Arab News was given a special behind-the-scenes glimpse of the process to see how the beans are prepared and processed to make the perfect cup of coffee. All of the roasts they create are tasted blind, for example, without the tasters knowing the origin of the beans, to avoid any bias in their opinions on the taste and quality. “There’s no absolute, there are only guidelines,” is the motto the team behind Brew92° live by.

The idea for the place came from co-founder Abdul Aziz Al-Musbahi, who often frequented a coffee shop when he spent a few years in London studying and decided he would like to open a branch in Saudi Arabia. The owner declined to do so but instead offered to teach him all he knew about coffee beans and roasting.

Later, Al-Musbahi met business partner Hussain Ibrahim and suggested opening a roastery. Instead of immediately finding premises and starting work, Al-Musbahi set about finding and recruiting the best talents, before starting to develop the brand. He built and invested in a solid, capable team, the members of which trained with coffee consultants.

“I’ve been in this field since 2005,” said Ibrahim. “What I learned in the two years with Brew92° beats what I learned in the 10 years before it and the 10 years ahead.”

The name of the place, he added, was decided during a trip he and Al-Musbahi took to Dubai.

“The perfect water temperature for brewing is between 90 and 96 degrees Celsius; 92 is kind of in the middle — and it is the year in which Abdul Aziz was born.”

The team’s creative mastermind, Mohamed Bamahriz, has a theory about why the cafe is proving so popular.

“It’s because we’re addressing our customer’s five senses,” he said. 

Bamahriz noted: “We have our customized music playlist based on the time of the day and what sort of ambiance the customer is looking for whenever they come here, be it early in the morning or with slumped shoulders after working hours.”

“We also tailored our decor to be visually friendly and cozy,” he said and added: “Our visitors not only enjoy the coffee, they get to smell it and be completely submerged within the experience.”

“A month from now, we will also be introducing fashionable merchandise, which is something they can touch. We want to create a brand but we don’t want it to be niche and exclusive. Just like (our intention for) specialty coffee when we first introduced it, we want it to be for everyone; we want to create a sense of community and we want to prove that we can all coexist.”

He said that something he loves about Brew92° is that he can look around and see a man wearing a thobe sitting next to another in shorts and a third in a suit, while girls in niqabs sit side by side with others wearing the hijab and those who not — and it does not matter at all because everyone is equal.
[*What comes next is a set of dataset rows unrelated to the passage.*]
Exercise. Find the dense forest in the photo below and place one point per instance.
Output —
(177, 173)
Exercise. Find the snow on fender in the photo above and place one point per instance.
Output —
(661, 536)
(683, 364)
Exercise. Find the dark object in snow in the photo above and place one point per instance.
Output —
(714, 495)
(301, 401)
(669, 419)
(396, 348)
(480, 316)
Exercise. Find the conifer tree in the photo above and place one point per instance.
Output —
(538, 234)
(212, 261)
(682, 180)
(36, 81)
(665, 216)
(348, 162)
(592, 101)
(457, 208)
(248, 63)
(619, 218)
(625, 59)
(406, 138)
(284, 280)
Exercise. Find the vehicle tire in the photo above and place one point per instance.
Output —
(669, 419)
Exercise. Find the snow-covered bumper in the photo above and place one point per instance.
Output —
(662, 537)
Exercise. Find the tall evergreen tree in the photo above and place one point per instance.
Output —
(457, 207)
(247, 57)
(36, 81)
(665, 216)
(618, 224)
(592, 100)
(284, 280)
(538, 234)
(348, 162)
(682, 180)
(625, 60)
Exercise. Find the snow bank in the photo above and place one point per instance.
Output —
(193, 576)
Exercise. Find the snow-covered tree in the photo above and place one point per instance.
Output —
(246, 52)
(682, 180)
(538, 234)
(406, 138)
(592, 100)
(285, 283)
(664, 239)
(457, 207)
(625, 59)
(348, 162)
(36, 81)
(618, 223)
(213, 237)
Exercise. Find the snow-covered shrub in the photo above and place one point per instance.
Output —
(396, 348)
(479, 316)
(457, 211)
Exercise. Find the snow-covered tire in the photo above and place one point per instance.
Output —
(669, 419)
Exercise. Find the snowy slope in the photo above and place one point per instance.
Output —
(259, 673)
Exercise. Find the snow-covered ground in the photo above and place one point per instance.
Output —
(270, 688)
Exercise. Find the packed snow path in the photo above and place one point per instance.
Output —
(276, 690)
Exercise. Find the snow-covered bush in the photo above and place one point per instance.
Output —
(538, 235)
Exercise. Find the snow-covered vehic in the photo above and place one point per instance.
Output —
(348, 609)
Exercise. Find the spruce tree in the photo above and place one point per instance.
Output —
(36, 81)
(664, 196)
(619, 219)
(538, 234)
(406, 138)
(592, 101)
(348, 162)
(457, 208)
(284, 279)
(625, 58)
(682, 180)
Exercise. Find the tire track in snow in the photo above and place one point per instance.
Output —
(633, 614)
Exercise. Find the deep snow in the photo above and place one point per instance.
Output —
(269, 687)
The cafe also aims to be a trendsetter, rather than just following them.

“We’ve created quite a bit of hype with our salted caramel drink,” said marketing director Nidal Taha. It is called Halawa Bagara in Arabic, named after the popular caramel fudge that has a special place in the childhood memories of millennials. “We invented it by mixing coffee with it — after all, we’re not a juice shop,” added Taha.

“Many cafes are now trying to recreate it,” said Ibrahim. “Suppliers are bringing caramel sauces from all over the place. Our aim is to make it a signature drink everywhere, just like the Spanish introduced the Spanish latte — we want our drinks to reach the rest of the world.”